Clarification on external tool launch flow

Clarification on external tool launch flow

av Paul Tyson -
Antall svar: 3

We're implementing an LTI-compliant tool. We don't have any experience with Moodle or LTI, but do know about various OIDC authentication flows.

Does the Moodle external tool launch flow look like Figure 7 in the LTI security spec? The end user (who has presumably authenticated with Moodle) will be prompted again to login at the tool using Moodle as the OIDC provider. Then Moodle will construct an id_token with complete launch parameters and send to the tool.

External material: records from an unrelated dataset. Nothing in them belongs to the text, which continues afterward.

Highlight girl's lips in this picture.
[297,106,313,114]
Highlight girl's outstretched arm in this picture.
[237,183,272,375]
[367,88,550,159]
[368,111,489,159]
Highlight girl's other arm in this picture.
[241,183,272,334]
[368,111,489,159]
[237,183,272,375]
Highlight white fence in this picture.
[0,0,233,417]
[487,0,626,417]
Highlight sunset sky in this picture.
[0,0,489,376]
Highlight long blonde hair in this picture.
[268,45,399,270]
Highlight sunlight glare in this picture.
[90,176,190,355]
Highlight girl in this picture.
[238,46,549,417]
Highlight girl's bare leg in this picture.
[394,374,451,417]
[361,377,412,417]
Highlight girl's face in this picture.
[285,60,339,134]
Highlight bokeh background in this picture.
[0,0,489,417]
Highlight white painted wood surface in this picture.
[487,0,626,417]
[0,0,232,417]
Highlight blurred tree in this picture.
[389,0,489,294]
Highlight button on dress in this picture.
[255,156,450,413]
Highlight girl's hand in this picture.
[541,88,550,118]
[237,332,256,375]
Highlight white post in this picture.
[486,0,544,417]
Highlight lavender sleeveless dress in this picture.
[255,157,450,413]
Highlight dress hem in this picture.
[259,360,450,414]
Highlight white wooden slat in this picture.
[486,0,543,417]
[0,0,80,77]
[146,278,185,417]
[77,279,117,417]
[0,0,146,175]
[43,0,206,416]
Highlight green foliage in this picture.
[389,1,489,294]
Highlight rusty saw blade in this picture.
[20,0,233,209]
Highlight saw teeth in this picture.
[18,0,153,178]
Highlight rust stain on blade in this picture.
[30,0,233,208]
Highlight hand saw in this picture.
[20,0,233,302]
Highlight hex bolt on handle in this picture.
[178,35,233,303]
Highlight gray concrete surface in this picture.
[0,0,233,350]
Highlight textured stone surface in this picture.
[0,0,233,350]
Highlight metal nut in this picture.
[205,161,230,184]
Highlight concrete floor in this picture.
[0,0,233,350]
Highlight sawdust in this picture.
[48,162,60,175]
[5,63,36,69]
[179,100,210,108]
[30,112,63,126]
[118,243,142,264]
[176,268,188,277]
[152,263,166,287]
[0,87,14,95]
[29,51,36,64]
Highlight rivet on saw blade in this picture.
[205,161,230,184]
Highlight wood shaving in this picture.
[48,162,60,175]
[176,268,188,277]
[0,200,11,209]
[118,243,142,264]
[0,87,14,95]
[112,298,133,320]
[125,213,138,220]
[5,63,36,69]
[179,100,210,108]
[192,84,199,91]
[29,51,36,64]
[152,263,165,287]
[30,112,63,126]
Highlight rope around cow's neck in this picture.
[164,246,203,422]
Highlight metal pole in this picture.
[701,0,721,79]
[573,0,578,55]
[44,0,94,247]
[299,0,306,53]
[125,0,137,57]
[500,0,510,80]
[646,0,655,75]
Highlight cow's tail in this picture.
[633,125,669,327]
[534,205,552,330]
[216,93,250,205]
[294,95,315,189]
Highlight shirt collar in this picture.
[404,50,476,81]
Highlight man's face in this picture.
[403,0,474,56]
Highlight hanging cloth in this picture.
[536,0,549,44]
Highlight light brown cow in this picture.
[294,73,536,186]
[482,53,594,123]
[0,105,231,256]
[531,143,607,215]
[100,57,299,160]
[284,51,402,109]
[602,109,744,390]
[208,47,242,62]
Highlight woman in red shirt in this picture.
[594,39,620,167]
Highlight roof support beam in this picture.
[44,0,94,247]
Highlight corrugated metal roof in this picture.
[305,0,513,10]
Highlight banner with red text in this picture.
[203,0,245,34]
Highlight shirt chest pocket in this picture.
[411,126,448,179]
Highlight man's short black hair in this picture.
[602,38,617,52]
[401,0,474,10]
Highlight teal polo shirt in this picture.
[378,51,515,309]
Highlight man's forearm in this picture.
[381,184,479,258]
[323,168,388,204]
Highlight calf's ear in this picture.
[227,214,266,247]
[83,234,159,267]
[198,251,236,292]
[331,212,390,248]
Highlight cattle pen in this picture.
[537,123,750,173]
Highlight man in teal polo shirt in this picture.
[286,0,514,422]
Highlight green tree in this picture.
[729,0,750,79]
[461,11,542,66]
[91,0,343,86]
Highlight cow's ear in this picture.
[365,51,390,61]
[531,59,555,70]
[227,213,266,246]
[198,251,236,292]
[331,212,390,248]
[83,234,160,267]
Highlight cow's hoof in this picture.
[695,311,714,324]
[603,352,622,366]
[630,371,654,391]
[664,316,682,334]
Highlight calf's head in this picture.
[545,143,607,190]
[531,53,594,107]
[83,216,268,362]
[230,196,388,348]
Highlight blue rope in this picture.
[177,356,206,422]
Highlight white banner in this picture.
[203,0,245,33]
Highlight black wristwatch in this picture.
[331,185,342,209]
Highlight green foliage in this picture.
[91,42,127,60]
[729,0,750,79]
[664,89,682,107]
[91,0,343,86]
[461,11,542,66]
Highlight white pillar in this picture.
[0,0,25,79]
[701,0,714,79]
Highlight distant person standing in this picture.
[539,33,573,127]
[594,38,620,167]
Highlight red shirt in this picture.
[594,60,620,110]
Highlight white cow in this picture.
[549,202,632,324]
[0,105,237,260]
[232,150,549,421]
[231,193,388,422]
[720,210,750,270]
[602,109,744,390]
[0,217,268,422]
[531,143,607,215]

If this isn't right, can you describe the flow in some technical detail? Or point to any Moodle technical documentation describing the LTI integration.

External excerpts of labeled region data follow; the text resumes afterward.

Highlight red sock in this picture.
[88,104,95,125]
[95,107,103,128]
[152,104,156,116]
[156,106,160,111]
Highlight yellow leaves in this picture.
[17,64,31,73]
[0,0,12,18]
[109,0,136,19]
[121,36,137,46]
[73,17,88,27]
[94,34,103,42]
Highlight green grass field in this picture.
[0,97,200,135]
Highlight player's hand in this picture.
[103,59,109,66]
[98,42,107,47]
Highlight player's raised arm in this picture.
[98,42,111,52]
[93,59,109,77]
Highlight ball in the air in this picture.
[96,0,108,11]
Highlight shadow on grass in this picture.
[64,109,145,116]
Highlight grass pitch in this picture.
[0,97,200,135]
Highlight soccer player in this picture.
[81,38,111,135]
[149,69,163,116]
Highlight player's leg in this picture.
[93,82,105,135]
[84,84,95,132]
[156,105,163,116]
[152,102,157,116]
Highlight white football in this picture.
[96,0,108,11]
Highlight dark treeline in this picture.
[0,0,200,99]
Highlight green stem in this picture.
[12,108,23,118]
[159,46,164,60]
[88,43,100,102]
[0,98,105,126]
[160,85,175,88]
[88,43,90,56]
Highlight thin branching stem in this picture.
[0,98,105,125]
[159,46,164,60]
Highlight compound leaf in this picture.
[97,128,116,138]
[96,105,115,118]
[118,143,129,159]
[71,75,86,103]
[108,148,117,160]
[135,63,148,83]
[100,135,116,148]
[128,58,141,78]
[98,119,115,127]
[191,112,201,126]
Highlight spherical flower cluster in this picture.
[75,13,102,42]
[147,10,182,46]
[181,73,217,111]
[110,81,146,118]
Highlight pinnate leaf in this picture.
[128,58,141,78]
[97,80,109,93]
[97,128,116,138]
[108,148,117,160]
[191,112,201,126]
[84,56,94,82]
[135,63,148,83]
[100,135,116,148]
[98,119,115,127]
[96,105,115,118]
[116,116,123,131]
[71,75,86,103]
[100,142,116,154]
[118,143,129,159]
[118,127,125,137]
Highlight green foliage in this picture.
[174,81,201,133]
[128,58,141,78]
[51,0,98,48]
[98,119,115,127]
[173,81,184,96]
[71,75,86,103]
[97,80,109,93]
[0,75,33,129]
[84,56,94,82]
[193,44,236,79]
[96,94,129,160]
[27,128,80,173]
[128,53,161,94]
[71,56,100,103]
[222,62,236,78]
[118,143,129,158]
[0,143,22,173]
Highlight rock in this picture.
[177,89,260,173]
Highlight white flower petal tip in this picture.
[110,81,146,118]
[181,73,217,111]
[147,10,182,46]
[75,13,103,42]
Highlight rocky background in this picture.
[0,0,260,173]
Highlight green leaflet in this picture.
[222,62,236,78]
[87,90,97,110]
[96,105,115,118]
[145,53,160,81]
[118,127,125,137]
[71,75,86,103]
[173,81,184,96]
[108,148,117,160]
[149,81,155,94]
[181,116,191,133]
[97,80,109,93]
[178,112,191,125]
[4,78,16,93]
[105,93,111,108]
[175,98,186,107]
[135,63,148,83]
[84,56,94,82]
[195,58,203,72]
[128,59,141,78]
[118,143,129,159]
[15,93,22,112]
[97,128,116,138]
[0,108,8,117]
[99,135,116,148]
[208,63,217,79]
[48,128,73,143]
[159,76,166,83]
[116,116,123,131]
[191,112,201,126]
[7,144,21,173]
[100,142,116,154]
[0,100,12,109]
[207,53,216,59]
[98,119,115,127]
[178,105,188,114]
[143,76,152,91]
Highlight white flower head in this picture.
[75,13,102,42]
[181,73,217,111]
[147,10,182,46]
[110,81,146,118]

Gjennomsnittlig vurdering: -
Som svar til Paul Tyson

Re: Clarification on external tool launch flow

av Tim Hunt -
Bilde av Core developers Bilde av Documentation writers Bilde av Particularly helpful Moodlers Bilde av Peer reviewers Bilde av Plugin developers
Note that LTI is a standard that can be used to launch a tool from any LMS. So, you should not ask "Does Moodle ...", you should ask "Does the tool consumer ...".

Of course, Moodle is free, so I guess it is a useful option to test the tool you are developing with.

The whole point of LTI is that the user will not be prompted again to log in. I should appear seamless.

My suggestion to help you understand this is to find a existing (free) LTI tool, and connect it to a test Moodle install (you could use the test site at https://sandbox.moodledemo.net/). Then go in as a student and launch the tool, while watching the Network tab in the web browser developer tools. That will show you what then launch is.

I don't know of a good free LTI tool to recommend for testing this, but while I was searching for one, I fould this, which might be helpful: https://github.com/SanDiegoCodeSchool/lti-node-example
Som svar til Paul Tyson

Re: Clarification on external tool launch flow

av John Doyle -
Building on Tim's tips:
  • Yes, Moodle follows the auth flow in the spec you referenced
  • Yes, the user is typically already authenticated/logged-in on the Moodle/platform side when using an LTI tool (external tool) and it isn't common for the user to manually login to the tool separately as part of the LTI 1.3/OIDC flow
    • The tool still controls what's required after successful LTI auth in order to interact with the requested tool resources/content/etc.
    • Example: the LTI resource request sent after the LTI auth will include user data. This data can be used to create a user account on the tool side, lookup/find an existing user, assign the right role/capabilities to a user, etc. But perhaps something else is required, like tool-specific profile info or a tool-specific code to access a resource, before the resource can be served. The tool would handle these situations with direct user interaction.
  • Even with the public standard/specs, tool can't assume every standard LTI 1.3 request or situation will be handled perfectly by every platform, even when intent is there. Sometimes there's a tool issue, sometimes a platform issue.
    • Suggestion: Test the tool on multiple platforms before a prod launch - or at least test it on the platform(s) your customers/prospects will be using most frequently - Moodle, Canvas cloud or community, D2l/Brightspace, Schoology, Blackboard,etc. 
  • Any mention above of platform = LTI tool consumer, but not oAuth/OIDC consumer.  LTI 1.1 uses tool consumer, 1.3 uses  platform to avoid conflict with the oAuth/OIDC consumer - more info here

Hope it goes well!

Som svar til John Doyle

Re: Clarification on external tool launch flow

av Paul Tyson -
Tim and John, thanks for the helpful replies.

We use Spring Security framework to implement authentication. In our use cases so far we haven't needed the OIDC implicit flow, and it looks like Spring6 has removed support for it.
 
It seems like supplying a bearer token in the Authorization header of the tool launch request would be the cleanest way to do this, but the LTI specs don't mention this (that I've found).